For ease of development, trouble shooting and maintenance it is useful to have treatment of the different elements that is as uniform as possible. Computational efficiency is secondary; it is expected that the compiler will be able to deal with such issues. To that end, here are some guidelines I have used in the development of the OSrL parser.

1.	Every <element> is parsed using three production rules: elementStart, elementAttributes and elementContent. 

2.	elementStart matches the opening tag (<element); its code section can be used to verify that the element was indeed expected at this spot, particularly in cases where this is hard to infer from the Schema. There are two instances when such checks need to be made:

a)	If the elements do not have to appear in any particular order, it is necessary to verify that there was no prior occurrence of this <element> within the scope of its parent.
b)	If the element is contained in a repeat group, we must make sure that there are not more occurrences than specified in the numberOf attribute of its parent.

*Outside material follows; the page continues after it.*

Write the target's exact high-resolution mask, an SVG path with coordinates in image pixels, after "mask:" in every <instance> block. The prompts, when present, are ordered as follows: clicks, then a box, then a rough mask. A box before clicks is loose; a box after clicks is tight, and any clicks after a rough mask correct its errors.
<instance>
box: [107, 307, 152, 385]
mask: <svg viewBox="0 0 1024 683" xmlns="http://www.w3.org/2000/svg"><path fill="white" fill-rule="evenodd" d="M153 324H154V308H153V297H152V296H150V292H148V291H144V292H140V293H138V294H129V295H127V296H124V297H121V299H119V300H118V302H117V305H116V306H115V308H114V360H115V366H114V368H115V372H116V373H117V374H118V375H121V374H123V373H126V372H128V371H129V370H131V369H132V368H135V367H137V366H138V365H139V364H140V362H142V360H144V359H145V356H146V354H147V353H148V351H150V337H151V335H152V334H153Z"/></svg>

In addition the code can be used to initial the attribute list. The occurrence of attributes is tracked with indicators xxxAttPresent, which can be set to false in this section. If an element has an optional numberOf attribute, the variable holding the number of these items should be set to zero here to provide a default when the numberOf attribute is missing.

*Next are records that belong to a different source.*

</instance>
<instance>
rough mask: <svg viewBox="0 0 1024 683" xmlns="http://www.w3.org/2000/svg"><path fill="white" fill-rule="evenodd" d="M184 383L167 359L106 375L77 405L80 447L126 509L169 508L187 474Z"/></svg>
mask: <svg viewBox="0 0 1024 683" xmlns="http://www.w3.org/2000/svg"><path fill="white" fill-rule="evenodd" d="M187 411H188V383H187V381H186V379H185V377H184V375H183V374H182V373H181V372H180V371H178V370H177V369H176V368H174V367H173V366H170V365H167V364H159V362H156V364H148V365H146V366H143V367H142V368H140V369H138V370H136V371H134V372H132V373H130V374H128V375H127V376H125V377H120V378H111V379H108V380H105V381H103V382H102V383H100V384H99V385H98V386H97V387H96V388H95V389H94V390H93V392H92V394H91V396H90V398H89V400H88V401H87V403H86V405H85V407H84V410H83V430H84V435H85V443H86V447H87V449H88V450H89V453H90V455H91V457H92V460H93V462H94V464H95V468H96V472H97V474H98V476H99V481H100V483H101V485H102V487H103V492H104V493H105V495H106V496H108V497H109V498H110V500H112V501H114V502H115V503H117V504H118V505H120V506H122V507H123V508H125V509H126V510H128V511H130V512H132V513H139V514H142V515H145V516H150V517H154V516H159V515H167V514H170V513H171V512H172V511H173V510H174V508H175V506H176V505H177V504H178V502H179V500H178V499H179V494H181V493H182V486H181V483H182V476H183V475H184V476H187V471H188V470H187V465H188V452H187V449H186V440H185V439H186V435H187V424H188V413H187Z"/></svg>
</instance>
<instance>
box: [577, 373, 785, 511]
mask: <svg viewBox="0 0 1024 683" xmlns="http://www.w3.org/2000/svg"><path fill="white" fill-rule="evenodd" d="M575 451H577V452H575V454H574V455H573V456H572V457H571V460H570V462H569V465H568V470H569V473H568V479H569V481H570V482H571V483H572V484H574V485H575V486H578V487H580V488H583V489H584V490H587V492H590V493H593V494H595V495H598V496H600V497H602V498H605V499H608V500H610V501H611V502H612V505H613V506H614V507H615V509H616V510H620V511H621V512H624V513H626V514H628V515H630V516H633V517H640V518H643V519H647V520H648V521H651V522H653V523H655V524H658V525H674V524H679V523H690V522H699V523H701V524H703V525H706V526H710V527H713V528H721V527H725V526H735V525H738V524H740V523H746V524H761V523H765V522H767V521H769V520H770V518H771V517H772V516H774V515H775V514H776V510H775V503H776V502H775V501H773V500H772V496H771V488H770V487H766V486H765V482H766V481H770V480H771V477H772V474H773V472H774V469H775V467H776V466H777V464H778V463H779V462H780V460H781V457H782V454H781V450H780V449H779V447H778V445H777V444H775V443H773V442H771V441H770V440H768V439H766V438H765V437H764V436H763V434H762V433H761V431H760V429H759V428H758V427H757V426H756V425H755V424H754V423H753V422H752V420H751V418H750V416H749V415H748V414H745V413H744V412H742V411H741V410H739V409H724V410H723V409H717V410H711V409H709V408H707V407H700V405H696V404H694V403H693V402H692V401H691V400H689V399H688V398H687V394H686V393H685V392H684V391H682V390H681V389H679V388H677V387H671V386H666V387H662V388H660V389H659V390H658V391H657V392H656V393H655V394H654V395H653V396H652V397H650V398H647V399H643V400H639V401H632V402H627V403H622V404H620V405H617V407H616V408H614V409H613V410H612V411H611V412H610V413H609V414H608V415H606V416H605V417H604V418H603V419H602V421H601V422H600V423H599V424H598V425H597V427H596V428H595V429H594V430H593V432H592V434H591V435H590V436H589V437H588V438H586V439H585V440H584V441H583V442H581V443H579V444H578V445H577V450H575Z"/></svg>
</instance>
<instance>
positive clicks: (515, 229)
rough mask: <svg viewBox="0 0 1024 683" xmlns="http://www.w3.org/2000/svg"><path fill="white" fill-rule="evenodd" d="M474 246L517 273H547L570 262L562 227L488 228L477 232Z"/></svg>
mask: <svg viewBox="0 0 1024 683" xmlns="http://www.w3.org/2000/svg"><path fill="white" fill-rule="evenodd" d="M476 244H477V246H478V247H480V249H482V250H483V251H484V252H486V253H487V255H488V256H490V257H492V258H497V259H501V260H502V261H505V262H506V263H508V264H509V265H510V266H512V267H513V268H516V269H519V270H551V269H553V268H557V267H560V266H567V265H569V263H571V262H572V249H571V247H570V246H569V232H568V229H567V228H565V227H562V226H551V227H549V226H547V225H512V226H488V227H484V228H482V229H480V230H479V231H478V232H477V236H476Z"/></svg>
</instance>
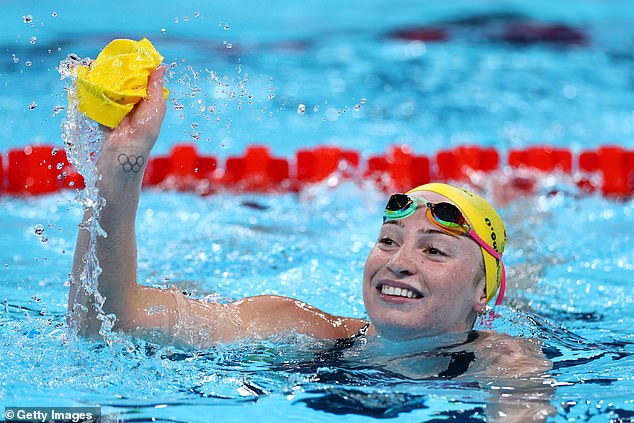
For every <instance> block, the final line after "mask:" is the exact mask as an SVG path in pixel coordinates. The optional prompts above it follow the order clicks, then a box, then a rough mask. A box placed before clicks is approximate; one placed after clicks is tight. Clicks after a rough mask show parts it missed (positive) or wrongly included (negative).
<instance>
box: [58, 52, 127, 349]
mask: <svg viewBox="0 0 634 423" xmlns="http://www.w3.org/2000/svg"><path fill="white" fill-rule="evenodd" d="M90 63H91V60H90V59H89V58H86V59H81V58H79V57H78V56H76V55H74V54H70V55H69V56H68V57H67V58H66V59H64V60H63V61H61V62H60V65H59V67H58V68H57V70H58V72H59V74H60V76H61V79H62V80H65V81H66V86H65V90H66V92H67V94H68V107H67V108H66V117H65V118H64V120H63V121H62V124H61V127H62V140H63V142H64V147H65V149H66V154H67V157H68V160H69V162H70V163H72V165H73V166H74V167H75V168H76V169H77V171H78V172H79V173H80V174H81V175H82V176H83V177H84V182H85V188H84V189H83V190H82V191H80V192H79V193H78V194H77V202H78V203H79V204H80V205H81V206H82V208H83V210H84V211H86V212H88V213H86V216H87V218H86V219H85V220H84V221H82V223H81V224H80V225H79V230H80V231H87V232H88V234H89V241H88V247H87V249H86V252H85V254H84V257H82V259H81V261H82V263H83V268H82V269H81V272H80V274H79V280H73V282H75V283H77V284H78V285H79V290H83V291H84V292H86V293H87V294H88V295H91V296H93V297H94V305H93V307H94V310H95V311H96V312H97V319H98V320H100V321H101V329H100V330H99V334H100V335H101V336H103V338H104V340H105V341H106V343H107V344H108V345H113V343H114V342H123V338H122V337H121V336H119V335H117V334H115V333H113V332H112V328H113V326H114V322H115V316H114V315H106V313H105V312H104V310H103V305H104V302H105V298H104V297H103V296H102V295H101V294H100V293H99V290H98V281H99V275H100V274H101V272H102V269H101V267H100V266H99V258H98V257H97V250H96V247H97V237H104V238H105V237H106V236H107V234H106V232H105V231H104V230H103V228H102V227H101V225H100V224H99V214H100V212H101V210H102V208H103V207H104V205H105V203H106V202H105V199H104V198H103V197H102V196H101V195H99V190H98V188H97V182H98V181H99V180H100V178H101V176H100V175H99V174H98V172H97V167H96V164H97V160H98V159H99V154H100V152H101V148H102V146H103V133H102V131H101V129H100V127H99V124H97V123H96V122H94V121H93V120H91V119H89V118H88V117H87V116H86V115H84V114H83V113H81V111H80V110H79V106H78V101H77V83H76V77H75V73H74V71H73V69H74V68H76V67H77V66H89V65H90ZM70 277H71V278H73V276H70ZM80 309H83V311H86V310H85V307H84V306H82V305H76V309H75V310H72V311H71V316H70V321H71V322H72V321H74V320H75V321H76V319H74V317H75V318H76V315H77V313H79V312H80ZM73 315H74V316H73ZM75 326H76V325H72V326H71V332H73V333H72V334H73V335H75V334H76V333H77V327H75ZM123 343H125V342H123Z"/></svg>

3.	elementAttributes is included as a separate rule so that checks can be made after the entire list of attributes has been processed. It is necessary to check that all mandatory attributes have indeed been provided, and there may be other checks as needed. The production rule is

elementAttributes: elementAttList

where elementAttList is a standard list rule, which expands into

elementAttList: | elementAttList elementAtt.

4.	elementAtt matches any of a list of attributes allowed under the current element, as in

elementAtt: elementxxxAtt | elementyyyAtt |  elementzzzAtt 

5.	Each elementxxxAtt is used to perform specific data checks, such as membership in an enumerative list, nonnegativity, etc., and to store the attribute value into the internal data structure. Moreover, attribute names, unlike element names, tend to be reused frequently. Thus elementxxxAtt may be a generic rule shared among many elements. 

6.	elementxxxAtt is also used to verify that the attribute has not been seen previously within the scope of the current element, to change its status from not present to present, and to assign the attribute value to a temporary variable.

7.	If an element allows only a single attribute, the above can be streamlined, the rule elementxxxAtt replacing the rule elementAttributes.

8.	If an element has no attributes, this rule is simply omitted.

9.	An element attribute may be used to record the number of child elements that are given in an array list. The parser records the number of child elements actually encountered and compares against the declared number. Any discrepancy is recorded. Such numberOf attributes also allocate the storage space for the child elements and set the counter to 0. 

10.	elementContent can be empty or nonempty. This is normally expressed by the rule

elementContent: elementEmpty | elementBody

In some rare cases modifications from this rule are needed in order to avoid reduce/reduce conflicts when an element has several optional children that must occur in a particular sequence, for instance

variables: variableValues variableValuesString basisStatus otherVariableResultsArray

where each of the child elements may be omitted  or indeed all of them together.

11.	The code section in the elementContent rule can be used for consistency checks, storage of information into the data structure and, most importantly, to increment counters. 

12.	Empty element content is typically either ></element> or simply />. Code may be needed to detect empty element content and throw an appropriate error.

13.	elementBody expands into a variety of different patterns, as needed. There could be

a)	an array of <child> elements, which is distinguished from an element list by using the rule name childArray, which expands into 
childArray: | childArray childElement
b)	several children in arbitrary order (childList) with a similar expansion
c)	other constructs as appropriate.

14.	Each childElement would then be treated again as under point 1.